GSoC 2020 and Beyond

In the final phase of GSoC 2020, I was given a very interesting problem which was I was done with most of the tasks that I was given: to estimate people’s positions using a reference system that originates, for example, from the recording camera itself and also provide an estimate of their orientation. This looks like a simple problem over the top but has its challenges. We would have to do this estimate the pose from a top-down view, i.e. from CCTV footage type videos.

Here some of my findings, which I have made in this regard:
Given an image that is most likely from an overhead view, there are no existing pre-trained models to determine the pose of a people in the scene accurately. The approach that may work or is to retrain the network from scratch with images suited to us and see if the model we got works well. The following are the codes which I have tried:

  1. OpenPose code [Publication]: Works well for 2D pose estimation on the front views. 3D pose estimation can be done by triangulation from multiple views.
  2. AlphaPose code [Publication]: Works well for 2D pose estimation on the front views.
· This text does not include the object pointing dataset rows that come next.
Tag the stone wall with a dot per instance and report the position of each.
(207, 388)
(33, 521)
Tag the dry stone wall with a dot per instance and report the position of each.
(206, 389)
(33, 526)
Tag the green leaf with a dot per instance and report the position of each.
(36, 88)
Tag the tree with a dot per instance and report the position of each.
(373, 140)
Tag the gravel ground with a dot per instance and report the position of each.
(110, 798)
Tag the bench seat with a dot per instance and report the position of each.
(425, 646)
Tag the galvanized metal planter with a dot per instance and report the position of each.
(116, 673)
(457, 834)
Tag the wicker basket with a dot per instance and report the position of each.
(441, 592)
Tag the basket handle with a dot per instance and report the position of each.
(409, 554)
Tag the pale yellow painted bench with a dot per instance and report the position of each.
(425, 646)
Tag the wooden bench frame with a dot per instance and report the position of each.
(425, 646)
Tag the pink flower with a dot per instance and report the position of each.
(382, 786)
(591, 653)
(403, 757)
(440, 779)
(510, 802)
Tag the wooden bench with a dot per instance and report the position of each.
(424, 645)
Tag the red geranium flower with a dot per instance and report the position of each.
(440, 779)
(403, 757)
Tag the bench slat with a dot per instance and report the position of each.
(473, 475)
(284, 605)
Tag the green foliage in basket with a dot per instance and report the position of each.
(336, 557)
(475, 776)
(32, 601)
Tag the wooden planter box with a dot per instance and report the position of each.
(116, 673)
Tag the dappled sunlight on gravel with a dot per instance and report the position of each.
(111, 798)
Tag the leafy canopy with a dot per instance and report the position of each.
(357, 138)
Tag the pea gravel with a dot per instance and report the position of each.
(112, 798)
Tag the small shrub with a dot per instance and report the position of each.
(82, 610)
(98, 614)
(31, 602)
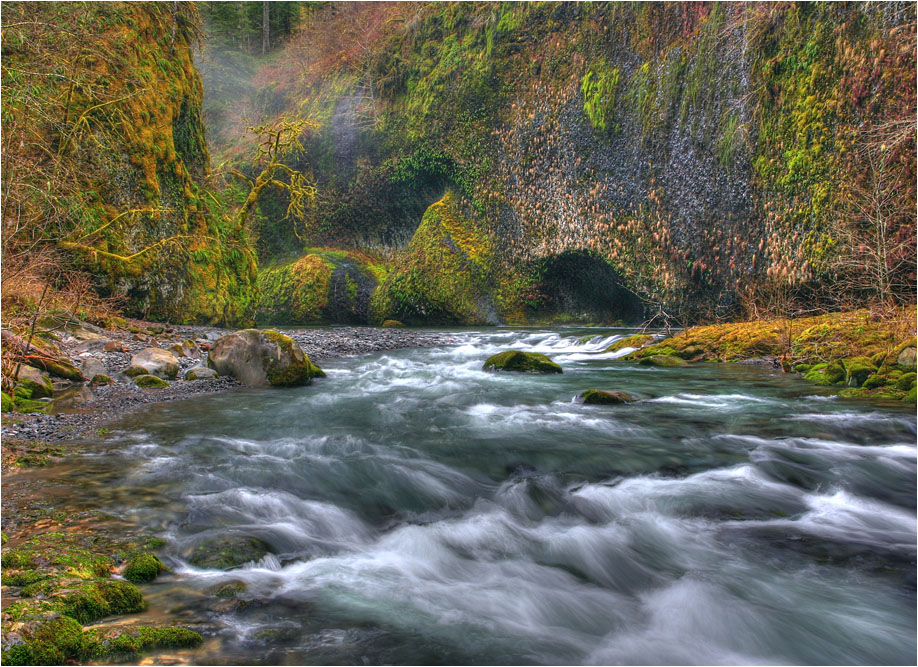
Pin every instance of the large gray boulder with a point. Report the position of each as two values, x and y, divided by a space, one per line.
258 358
154 361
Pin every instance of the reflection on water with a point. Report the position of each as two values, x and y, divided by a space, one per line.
422 511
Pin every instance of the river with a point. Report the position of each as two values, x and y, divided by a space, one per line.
422 511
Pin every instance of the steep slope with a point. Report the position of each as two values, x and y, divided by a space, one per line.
718 156
105 158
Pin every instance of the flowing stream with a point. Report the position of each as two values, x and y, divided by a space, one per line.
423 511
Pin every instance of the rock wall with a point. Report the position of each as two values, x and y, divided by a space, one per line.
111 100
713 154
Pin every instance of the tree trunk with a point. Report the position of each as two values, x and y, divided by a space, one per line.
265 27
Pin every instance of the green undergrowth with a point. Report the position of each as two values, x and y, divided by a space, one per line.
56 582
448 275
861 355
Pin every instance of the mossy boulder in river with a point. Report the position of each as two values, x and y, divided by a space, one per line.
227 552
154 361
258 358
150 382
857 370
521 362
600 397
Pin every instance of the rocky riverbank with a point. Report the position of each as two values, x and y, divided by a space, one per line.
77 409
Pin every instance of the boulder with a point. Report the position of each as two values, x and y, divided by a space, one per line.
114 346
92 367
857 370
521 362
150 382
257 358
154 361
907 357
186 349
662 360
227 552
600 397
201 373
37 383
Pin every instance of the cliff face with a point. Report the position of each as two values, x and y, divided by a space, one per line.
105 153
711 155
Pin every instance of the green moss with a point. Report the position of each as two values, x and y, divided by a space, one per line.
299 369
599 87
521 362
50 642
600 397
906 381
857 370
448 275
150 382
102 644
143 567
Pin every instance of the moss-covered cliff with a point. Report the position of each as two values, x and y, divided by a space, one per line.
715 155
105 157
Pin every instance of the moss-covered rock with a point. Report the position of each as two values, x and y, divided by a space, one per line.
143 567
521 362
228 552
100 380
906 381
857 370
637 341
663 361
150 382
114 643
448 274
261 357
200 373
600 397
325 286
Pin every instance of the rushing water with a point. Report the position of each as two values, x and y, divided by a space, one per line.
422 511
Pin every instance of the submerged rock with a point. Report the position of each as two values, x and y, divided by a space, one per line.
227 552
150 382
154 361
662 360
201 373
600 397
257 358
521 362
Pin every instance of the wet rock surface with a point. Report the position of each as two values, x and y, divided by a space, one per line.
86 407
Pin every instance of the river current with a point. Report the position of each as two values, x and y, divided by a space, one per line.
422 511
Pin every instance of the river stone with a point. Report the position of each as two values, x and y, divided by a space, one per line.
200 373
521 362
907 357
257 358
150 382
38 384
600 397
227 552
662 360
186 349
154 361
92 367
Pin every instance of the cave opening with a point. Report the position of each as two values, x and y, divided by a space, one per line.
581 287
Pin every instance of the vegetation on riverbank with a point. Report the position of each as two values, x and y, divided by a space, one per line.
57 578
Achieve better mAP than OpenPose. 3D pose estimation is underway.
  3. 3D pose estimation code [Publication1, Publication2]: Gives the 3D pose of people in the world frame if the camera extrinsics are specified. All these above-mentioned models need to be trained from scratch for images that are suited to our application. This repository is also a suitable candidate in the same field but I have not been able to test it to give enough insights for it.

Retraining the existing models with some parameter changes would be a very interesting thing to checkout and see if it serves our purpose. This will definitely be direction of future work.

Status: Hopeful😌